There's nuance to this; the deletes / overwrites are accomplished by bulk wiping...

slaymaker1907 · on June 11, 2021

Just to add to the explanation, SSDs are able to do this because they have a layer of indirection akin to virtual memory. This means that what your OS thinks is byte 800000 of the SSD may change it's actual physical location on the SSD over time even in the absence of writes or reads to said location.

This is a very important property of SSDs and is a large reason why log structured storage is so popular in recent times. The SSD is very fast at appends, but changing data is much slower.

hinkley · on June 11, 2021

> The SSD is very fast at appends, but changing data is much slower.

No, it's worse than that. The fact that it's an overly subtle distinction is the problem.

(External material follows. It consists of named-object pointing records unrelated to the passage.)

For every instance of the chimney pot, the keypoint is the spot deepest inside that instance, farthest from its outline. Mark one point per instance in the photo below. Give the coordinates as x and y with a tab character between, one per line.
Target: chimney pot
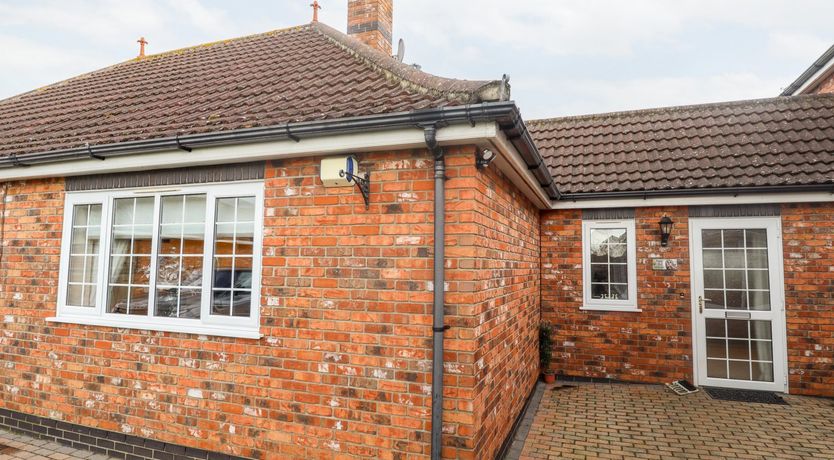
371	22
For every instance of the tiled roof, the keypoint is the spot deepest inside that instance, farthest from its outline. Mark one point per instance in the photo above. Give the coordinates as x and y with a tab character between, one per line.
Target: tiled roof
306	73
766	142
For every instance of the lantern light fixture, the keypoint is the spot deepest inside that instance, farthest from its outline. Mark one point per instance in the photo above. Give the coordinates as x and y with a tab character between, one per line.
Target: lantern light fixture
665	230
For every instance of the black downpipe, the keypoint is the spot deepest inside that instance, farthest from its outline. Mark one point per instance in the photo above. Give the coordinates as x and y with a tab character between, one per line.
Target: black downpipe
439	289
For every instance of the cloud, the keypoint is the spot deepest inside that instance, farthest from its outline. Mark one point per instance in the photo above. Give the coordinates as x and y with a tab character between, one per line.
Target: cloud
542	98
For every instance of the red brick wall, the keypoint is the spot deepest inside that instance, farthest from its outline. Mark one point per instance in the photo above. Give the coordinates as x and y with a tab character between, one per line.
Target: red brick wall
344	367
808	242
649	346
502	288
655	345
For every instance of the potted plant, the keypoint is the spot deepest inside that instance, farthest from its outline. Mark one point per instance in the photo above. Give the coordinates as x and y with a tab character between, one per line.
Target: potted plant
546	351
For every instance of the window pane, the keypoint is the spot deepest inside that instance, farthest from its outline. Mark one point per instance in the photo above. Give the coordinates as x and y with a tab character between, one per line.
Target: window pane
758	279
713	258
734	258
617	253
735	279
711	238
713	279
82	271
756	238
130	248
713	299
763	372
599	273
733	238
740	370
179	272
716	348
757	258
242	303
599	291
717	368
234	235
619	292
715	328
619	273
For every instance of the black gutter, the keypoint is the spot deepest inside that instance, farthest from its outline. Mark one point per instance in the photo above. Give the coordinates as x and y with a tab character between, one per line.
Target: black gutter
698	192
809	72
506	114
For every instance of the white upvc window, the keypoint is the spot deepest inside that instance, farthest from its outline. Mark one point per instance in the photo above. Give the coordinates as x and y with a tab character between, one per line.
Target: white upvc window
609	265
179	259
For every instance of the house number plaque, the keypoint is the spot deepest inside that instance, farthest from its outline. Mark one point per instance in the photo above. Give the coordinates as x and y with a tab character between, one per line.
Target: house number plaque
664	264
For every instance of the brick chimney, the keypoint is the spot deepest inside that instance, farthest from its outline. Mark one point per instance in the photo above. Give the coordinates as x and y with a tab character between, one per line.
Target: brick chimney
371	22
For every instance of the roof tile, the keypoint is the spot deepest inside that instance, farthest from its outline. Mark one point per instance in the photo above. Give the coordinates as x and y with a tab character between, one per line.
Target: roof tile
765	142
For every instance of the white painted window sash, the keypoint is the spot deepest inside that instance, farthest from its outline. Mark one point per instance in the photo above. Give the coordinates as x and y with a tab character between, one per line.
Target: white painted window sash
231	326
589	303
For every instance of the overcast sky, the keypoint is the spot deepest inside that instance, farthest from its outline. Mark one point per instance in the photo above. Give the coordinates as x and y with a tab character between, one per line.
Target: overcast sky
563	57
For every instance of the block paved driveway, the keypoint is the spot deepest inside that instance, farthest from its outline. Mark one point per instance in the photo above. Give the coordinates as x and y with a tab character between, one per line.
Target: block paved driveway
18	447
648	421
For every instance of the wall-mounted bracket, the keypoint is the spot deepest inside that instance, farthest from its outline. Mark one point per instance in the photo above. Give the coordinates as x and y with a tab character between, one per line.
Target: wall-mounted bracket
364	184
93	155
182	147
16	161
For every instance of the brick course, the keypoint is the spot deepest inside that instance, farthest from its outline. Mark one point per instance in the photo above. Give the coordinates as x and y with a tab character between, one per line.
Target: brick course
372	22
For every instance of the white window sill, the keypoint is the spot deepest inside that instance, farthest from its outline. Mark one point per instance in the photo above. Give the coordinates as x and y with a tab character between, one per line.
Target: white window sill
620	309
217	331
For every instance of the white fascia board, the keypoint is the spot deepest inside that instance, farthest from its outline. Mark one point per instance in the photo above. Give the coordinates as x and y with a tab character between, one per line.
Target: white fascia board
815	79
515	168
406	138
696	200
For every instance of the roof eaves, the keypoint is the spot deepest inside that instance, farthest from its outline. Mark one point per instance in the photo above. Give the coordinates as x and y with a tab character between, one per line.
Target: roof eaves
821	62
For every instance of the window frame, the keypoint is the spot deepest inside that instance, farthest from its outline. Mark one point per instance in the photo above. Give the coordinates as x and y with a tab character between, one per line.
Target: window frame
589	303
207	324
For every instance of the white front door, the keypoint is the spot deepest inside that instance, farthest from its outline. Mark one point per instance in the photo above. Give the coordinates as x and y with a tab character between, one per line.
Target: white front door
738	303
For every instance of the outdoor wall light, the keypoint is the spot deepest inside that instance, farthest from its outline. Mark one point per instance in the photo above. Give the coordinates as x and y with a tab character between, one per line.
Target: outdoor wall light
665	230
484	157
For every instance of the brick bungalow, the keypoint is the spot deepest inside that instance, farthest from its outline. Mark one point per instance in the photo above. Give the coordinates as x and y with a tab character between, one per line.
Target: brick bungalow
178	281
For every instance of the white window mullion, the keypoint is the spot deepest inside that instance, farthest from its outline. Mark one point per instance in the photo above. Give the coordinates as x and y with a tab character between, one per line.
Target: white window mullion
157	211
208	257
104	257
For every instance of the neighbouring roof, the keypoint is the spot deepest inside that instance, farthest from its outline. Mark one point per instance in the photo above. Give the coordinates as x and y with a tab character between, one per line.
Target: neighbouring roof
821	62
306	73
766	142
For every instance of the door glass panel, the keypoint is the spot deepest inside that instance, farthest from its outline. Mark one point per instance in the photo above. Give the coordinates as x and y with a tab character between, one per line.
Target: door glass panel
739	349
735	269
740	370
83	260
736	276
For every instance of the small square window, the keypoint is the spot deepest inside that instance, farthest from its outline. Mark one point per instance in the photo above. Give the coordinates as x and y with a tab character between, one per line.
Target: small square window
609	265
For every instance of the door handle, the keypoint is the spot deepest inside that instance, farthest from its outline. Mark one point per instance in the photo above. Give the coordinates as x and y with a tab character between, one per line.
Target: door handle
701	303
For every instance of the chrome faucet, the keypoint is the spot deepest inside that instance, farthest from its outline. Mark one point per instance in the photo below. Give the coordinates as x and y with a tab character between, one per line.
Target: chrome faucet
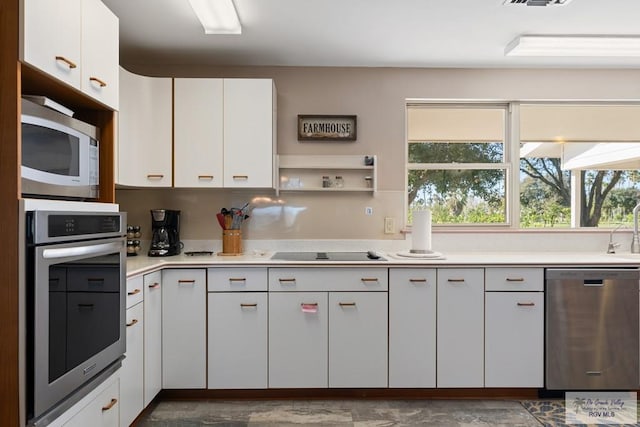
635	240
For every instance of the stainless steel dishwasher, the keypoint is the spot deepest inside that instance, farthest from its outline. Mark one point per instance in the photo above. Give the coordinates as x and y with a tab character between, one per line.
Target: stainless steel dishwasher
592	318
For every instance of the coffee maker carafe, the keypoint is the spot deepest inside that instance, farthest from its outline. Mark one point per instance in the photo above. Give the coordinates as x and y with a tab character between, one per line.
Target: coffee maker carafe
165	229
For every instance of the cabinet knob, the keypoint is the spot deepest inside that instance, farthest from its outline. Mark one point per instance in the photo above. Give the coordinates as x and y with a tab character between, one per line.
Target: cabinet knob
67	61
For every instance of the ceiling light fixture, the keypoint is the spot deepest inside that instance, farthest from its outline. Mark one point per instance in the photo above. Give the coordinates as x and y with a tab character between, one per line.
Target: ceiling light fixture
574	46
217	16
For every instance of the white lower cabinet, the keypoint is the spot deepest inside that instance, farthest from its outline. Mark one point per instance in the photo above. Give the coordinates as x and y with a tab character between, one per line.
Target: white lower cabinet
298	337
184	322
152	335
412	327
100	408
132	371
514	327
460	330
237	340
358	339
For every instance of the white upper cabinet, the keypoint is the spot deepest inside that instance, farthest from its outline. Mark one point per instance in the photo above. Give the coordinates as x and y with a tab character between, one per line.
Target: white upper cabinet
75	41
249	133
144	131
51	39
198	137
100	53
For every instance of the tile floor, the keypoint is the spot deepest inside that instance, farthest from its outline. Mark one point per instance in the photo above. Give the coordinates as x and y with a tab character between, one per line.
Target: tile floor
338	413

SSDs are fast while write traffic is light. From an operational standpoint, the drive is lying to you about its performance. Unless you are routinely stress testing your system to failure, you may have a very inaccurate picture of how your system performs under load, meaning you have done your capacity planning incorrectly, and you will be caught out with a production issue.

Ultimately it's the same sentiment as people who don't like the worst-case VACUUM behavior of Postgres - best-effort algorithms in your system of record make some people very cranky. They'd rather have higher latency with a smaller error range, because at least they can see the problem.

hawski · on June 11, 2021

Are there write-once SSDs? They would have a tremendous capacity. Probably good for long term backups or archiving. Also possibly with a log structured filesystem only.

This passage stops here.